BBC, Jan. 17, 2003
By Henri Astier, BBC News Online
French officials have called for a revision for a century-old law on the separation of church and state, to allow government bodies to subsidise mosques.
The vast majority worship in small, makeshift premises, rather than purpose-built mosques.
Some French officials say local authorities should be allowed to help provide decent places of worship for Muslims – but many others remain unconvinced.
A 1905 law – which many in regard as the cornerstone of France’s secular state – prohibits government funding of religious bodies.
However public funds can be used for the upkeep of Roman Catholic churches built before 1905 – which were taken over by local authorities.
Pierre Bedier, a junior minister in the current conservative government, says the law needs to be updated.
“Secularism is necessary, but the way it is implemented must evolve,” he told Le Monde newspaper.
Mr Bedier says a change is needed because French Muslims are turning for money to Arab governments with fundamentalist leanings.
“I find it healthier that mosques should be financed through public funds, rather than by those states,” Mr Bedier is quoted as saying by Le Monde.
Interior minister Nicolas Sarkozy, who has encouraged the creation of a council to represent French Muslims, has not taken position on the issue of public funding of mosques.
But government spokesman Jean-Francois Cope has called for “new thinking” on this.
“You cannot at the same time oppose foreign funding of places of worship and do nothing,” he told Le Monde.

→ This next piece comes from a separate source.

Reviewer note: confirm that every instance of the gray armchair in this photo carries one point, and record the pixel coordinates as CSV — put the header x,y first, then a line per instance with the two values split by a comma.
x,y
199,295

However, a change in the 1905 law would be hugely controversial. Many politicians of both the right and the left remain attached to the traditional concept of the secular state.
A revision of the 1905 law “will not go down well,” socialist MP Christian Bataille told Le Monde.
“It would open lead to enormous expenses,” Jean-Claude Gaudin – the conservative mayor of Marseille, a city with a high Muslim population – is quoted as saying.
There are about 1,600 mosques and Muslim prayer halls in France. Most are less than 30 square metres (300 square feet).